Spoilers for the ending: So we don't even know how much he got, though I guess life without parole is implied...
I must say though, it feels strange to see Tetsuo maintain unchanged all the way to the end, not just his respect for the Law, but especially his guilt for his "crimes". It's one thing to respect the memory of his dead enemies and wish things had gone otherwise, but his actions (and himself) only carry any blame in a frame of mind in which the bond of Civilization has utterly subjugated and taken hostage the bond of Family, even more than in most people's minds; a frame which could hardly allow one to envision such deeds in the first place, let alone to carry them out.

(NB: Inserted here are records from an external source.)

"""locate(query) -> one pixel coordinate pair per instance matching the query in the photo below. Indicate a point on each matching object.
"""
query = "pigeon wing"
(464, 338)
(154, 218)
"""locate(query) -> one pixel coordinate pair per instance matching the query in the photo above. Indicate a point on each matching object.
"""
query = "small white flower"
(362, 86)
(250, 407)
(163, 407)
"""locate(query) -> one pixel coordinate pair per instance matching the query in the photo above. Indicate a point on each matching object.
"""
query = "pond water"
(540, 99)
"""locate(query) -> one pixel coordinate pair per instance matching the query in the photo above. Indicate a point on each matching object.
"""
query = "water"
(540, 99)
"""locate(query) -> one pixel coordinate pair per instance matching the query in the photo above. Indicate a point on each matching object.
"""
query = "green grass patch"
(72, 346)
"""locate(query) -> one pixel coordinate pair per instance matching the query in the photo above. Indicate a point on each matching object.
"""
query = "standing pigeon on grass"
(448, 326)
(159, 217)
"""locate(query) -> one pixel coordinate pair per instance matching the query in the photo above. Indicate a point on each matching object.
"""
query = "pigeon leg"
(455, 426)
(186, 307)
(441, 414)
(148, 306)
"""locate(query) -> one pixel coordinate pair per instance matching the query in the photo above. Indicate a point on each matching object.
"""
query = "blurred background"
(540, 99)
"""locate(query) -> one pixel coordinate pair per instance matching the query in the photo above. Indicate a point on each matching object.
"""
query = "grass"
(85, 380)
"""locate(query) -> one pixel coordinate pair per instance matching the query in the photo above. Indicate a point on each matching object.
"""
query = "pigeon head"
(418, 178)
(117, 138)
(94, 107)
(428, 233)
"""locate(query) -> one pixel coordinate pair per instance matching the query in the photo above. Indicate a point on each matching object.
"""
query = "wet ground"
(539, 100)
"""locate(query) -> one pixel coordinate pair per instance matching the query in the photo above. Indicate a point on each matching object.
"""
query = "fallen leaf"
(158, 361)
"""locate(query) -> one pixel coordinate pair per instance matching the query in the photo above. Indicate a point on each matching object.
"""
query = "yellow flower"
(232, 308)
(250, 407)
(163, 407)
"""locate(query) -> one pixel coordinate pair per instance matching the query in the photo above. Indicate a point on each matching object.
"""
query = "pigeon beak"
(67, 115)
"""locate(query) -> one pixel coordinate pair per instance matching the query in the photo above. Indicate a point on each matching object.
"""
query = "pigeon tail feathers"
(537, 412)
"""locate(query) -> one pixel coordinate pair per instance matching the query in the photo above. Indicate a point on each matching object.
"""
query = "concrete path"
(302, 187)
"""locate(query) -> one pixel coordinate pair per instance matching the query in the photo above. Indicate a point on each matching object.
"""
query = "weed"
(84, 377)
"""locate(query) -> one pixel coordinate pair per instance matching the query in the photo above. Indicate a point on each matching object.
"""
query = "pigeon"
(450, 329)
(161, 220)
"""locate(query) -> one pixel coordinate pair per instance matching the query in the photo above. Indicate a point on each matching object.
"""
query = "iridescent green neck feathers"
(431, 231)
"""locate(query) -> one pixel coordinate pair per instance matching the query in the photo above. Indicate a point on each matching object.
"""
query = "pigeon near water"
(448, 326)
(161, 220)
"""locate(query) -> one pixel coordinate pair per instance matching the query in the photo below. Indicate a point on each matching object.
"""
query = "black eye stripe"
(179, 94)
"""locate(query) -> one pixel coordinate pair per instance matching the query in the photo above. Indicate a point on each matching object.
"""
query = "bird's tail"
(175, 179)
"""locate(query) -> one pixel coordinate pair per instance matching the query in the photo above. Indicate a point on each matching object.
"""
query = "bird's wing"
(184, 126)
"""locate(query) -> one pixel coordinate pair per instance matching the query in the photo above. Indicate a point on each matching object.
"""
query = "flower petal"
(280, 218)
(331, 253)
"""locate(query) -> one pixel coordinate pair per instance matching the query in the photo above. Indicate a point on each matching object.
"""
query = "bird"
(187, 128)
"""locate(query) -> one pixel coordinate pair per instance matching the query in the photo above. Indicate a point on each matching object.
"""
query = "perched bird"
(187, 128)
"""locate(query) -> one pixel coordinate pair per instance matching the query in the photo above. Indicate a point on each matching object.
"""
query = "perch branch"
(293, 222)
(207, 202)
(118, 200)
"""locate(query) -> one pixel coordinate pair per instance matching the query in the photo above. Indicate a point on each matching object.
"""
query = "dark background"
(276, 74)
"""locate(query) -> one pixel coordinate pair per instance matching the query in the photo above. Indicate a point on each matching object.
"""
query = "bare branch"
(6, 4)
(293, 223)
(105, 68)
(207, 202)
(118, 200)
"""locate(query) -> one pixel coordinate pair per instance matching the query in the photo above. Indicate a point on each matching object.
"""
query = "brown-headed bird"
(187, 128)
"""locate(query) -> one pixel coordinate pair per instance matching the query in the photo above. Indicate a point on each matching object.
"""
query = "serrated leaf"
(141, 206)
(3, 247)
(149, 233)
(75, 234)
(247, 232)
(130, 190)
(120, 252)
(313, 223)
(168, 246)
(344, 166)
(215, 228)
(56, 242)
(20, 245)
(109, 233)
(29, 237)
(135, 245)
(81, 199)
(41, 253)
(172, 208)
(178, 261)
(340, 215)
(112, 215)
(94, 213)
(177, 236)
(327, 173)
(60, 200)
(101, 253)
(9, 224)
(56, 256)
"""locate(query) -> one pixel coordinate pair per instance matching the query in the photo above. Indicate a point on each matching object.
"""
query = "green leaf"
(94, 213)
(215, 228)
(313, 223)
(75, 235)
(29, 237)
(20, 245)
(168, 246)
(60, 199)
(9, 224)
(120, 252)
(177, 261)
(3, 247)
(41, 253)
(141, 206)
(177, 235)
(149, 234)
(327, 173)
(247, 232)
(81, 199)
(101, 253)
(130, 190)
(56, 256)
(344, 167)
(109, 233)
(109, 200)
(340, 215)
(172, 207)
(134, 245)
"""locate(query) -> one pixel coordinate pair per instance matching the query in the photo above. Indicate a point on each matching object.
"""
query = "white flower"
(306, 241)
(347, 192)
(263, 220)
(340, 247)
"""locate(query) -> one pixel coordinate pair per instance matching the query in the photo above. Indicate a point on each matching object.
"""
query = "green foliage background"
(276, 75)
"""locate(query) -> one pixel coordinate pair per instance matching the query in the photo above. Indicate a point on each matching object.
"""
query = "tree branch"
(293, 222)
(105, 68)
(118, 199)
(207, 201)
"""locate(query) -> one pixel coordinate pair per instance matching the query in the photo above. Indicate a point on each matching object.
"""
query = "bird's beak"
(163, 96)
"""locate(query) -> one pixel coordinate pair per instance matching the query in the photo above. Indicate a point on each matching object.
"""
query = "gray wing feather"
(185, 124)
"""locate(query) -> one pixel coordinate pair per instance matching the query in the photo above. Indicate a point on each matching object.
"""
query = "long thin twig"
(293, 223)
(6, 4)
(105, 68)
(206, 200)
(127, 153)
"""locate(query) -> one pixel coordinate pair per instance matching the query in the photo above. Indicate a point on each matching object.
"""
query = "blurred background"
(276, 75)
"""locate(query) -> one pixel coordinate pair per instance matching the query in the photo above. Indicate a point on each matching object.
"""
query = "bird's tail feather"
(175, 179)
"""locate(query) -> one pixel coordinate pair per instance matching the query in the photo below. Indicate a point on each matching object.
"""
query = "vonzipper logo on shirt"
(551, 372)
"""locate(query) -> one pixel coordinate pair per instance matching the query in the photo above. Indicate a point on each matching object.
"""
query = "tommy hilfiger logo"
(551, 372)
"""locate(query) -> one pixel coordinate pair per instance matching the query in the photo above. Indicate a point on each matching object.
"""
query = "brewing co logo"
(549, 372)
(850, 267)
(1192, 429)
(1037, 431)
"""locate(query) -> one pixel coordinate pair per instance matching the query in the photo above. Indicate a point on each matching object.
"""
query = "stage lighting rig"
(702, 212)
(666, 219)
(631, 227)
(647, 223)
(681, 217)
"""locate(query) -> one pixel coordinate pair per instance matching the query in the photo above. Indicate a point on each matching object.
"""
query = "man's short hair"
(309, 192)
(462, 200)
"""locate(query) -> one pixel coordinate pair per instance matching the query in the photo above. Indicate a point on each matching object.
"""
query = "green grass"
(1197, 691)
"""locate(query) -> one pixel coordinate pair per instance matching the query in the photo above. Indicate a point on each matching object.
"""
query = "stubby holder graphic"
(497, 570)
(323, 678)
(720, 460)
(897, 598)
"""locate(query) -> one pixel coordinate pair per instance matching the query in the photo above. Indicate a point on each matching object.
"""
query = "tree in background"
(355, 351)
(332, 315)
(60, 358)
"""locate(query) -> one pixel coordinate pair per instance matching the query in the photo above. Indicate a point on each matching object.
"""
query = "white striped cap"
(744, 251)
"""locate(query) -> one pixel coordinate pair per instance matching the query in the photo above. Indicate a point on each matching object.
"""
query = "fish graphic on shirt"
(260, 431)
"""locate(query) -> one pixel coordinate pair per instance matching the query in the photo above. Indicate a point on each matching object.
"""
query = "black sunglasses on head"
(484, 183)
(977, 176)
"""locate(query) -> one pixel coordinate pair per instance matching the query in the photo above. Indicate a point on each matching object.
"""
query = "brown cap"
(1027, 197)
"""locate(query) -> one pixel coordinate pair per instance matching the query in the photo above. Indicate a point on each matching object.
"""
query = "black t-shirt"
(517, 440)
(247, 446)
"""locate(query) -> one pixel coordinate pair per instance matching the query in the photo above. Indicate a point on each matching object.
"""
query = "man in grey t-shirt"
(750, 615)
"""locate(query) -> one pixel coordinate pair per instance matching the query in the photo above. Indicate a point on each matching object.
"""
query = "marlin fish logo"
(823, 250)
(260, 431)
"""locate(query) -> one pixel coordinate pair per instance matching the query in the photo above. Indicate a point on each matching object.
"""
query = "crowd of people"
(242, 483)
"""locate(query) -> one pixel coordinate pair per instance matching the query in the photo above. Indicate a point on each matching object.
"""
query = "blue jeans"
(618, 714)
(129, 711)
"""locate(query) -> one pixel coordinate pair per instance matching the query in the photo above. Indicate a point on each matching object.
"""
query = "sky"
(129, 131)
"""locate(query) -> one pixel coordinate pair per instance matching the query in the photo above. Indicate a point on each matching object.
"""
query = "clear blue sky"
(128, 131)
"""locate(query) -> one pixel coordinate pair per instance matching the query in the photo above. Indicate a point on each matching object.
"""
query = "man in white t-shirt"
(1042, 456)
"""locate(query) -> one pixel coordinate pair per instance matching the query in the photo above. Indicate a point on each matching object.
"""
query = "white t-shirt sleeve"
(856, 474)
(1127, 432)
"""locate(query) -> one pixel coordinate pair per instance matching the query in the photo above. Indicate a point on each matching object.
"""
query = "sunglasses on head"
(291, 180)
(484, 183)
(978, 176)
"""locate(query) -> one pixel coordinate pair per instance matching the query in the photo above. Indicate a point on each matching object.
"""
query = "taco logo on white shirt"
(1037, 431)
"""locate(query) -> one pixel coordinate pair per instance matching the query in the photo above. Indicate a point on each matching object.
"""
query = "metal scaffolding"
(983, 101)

On the contrary, such momentous deeds should have impacted his bond to this frame first and foremost. One simply does not wage what's essentially a one-man guerilla for more than a decade, against multiple armed organizations and one of the most dangerous men in the world, and yet retain such a disposition towards the Law as to yearn for atonement like he did. The closest I can think of would be the veterans of "shameful" wars, but they were acting under social pressure, propaganda, and orders; they might as well have been drugged. They could hardly own their actions otherwise than through guilt or the most shallow patriotism.
Whereas Tetsuo did pretty much all of this on his own, by his own will, his own mind, his own hands. The more informed and the more solitary an action, the more intrinsic its motive and moral code, the deeper its effect on the actor; and the nature of that effect always boils down to a sense of independence, an usually respectful distance from authorities which can quickly turn into defiance, something like the pride of nomadic herding tribes. There are countless variants of this, across all domains of human activity. This sense is further amplified by actions of extreme gravity: Tetsuo should have come out of this with the mind of Solid Snake and Big Boss combined (or Walter White, Eren Yeager, and so on). Yet here he is. Heck, even his wife has no guilt, unless I misremember. Can this attitude be explained somehow, or is this from the author's ignorance?